As for why people hoarded toilet paper in particular, according to Yarrow, this kind of panic buying could be a case of our social primate brains reacting to newsfeeds full of striking but sometimes disorienting visual cues—like images of store shelves devoid of paper products. “Toilet paper sort of became the thing that the media in particular was really focused on, and that then cued people into thinking about [it],” she said. 

The German researchers set out to find some solid empirical evidence to support the kinds of hypotheses offered by Yarrow and others. They noted that, in some cases, demand for toilet paper shot up by a whopping 700 percent, leading to widespread shortages in supermarkets. Furthermore, “the resulting scarcity of toilet paper in some households has led to problematic consequences, such as the clogging of outfall pipes after people started using products other than toilet paper,” they wrote.

The team used social media to recruit 996 adults across 22 countries and had them complete an online personality inventory rating six domains: emotionality (fearfulness, anxiety, dependence, sentimentality); conscientiousness (organization, diligence, prudence, perfectionism); honesty-humility (sincerity, fairness, modesty); extraversion (social self-esteem, social boldness, sociability); agreeableness (patience, forgiveness, gentleness, flexibility), and openness to experience (inquisitiveness, creativity, unconventionality).

All your toilet paper are belong to me.
Enlarge / All your toilet paper are belong to me.
iStock / Getty Images Plus

Participants included information on their demographics, quarantine behaviors, and how much they perceived COVID-19 to be a threat. They were also asked how frequently they shopped for toilet paper in the past two weeks, how many packages they bought, how many rolls were currently stockpiled in their homes, and whether this was a typical amount. The data collection time frame spanned March 23 to March 29.

One prior study had examined this behavior in light of the honesty-humility dimensions in UK residents, and it found preliminary evidence that hoarding was driven by “a lack of solidarity.” But that study was not international and did not examine the other personality domains, “which leaves the role of personality, defined more broadly, unanswered,” the German authors wrote. Their own findings contradicted the UK study: honesty-humility did not appear to be a strong predictor for hoarding toilet paper in the PLOS ONE study.

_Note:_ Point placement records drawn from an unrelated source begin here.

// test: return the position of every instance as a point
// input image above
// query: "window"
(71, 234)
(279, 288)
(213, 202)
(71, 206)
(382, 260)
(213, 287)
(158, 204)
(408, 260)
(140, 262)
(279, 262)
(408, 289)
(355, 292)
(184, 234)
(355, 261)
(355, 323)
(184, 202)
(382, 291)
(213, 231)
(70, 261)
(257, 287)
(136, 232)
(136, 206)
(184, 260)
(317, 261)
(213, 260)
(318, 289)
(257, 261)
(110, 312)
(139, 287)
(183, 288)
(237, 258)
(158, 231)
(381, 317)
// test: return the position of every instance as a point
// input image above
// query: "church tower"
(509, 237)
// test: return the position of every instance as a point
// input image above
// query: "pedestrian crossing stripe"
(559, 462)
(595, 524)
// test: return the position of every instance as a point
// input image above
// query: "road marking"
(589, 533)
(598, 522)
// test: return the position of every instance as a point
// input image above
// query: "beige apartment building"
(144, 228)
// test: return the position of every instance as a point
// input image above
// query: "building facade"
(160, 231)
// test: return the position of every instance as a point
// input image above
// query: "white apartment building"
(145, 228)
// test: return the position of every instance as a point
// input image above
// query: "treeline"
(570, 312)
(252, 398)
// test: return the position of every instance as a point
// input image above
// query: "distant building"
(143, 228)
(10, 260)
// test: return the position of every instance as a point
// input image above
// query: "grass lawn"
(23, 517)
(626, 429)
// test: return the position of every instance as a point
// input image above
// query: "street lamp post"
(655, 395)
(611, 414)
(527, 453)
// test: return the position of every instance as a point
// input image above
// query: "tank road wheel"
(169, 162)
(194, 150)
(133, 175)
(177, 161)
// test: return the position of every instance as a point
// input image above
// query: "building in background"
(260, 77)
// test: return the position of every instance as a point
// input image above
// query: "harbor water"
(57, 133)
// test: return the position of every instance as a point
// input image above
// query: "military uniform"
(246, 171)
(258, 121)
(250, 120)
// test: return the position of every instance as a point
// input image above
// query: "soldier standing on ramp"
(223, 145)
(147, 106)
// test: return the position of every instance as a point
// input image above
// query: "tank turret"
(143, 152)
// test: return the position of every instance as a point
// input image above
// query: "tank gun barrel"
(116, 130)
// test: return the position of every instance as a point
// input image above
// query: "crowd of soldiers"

“Toilet paper functions as a purely subjective symbol of safety.”

The researchers found the strongest predictor of stockpiling behavior was how much people felt threatened by COVID-19; the more fearful they were, the more likely they were to hoard the product. A person’s emotionality, in turn, is predictive of how threatened they feel, while people who rank highly in conscientiousness were more likely to have stockpiled toilet paper. Older people tend to stockpile toilet more than young folks—perhaps because they are more at risk from the disease and hence more likely to opt for strict self-isolation—and Americans did so more than Europeans.

As Yarrow pointed out to Ars, toilet paper hoarders are not really bad, selfish people; they’re just scared. The German team concurred. “Even the most humble and moral individuals might stockpile toilet paper as long as they feel sufficiently threatened by the pandemic,” they wrote. “Given that stockpiling is objectively unrelated to saving lives or jobs during a health crisis, this finding supports the notion that toilet paper functions as a purely subjective symbol of safety.”

That said, the authors caution that the variables they included in their analysis account for just 12 percent of the variability observed in the hoarding of toilet paper. “This suggests that how much people feel personally threatened by COVID-19 also depends on psychological factors not accounted for in our study, or on malleable external factors such as the risk management by and trust in local authorities,” they wrote. “We are still far away from understanding this phenomenon comprehensively.”

DOI: PLOS ONE, 2020. 10.1371/journal.pone.0234232 (About DOIs).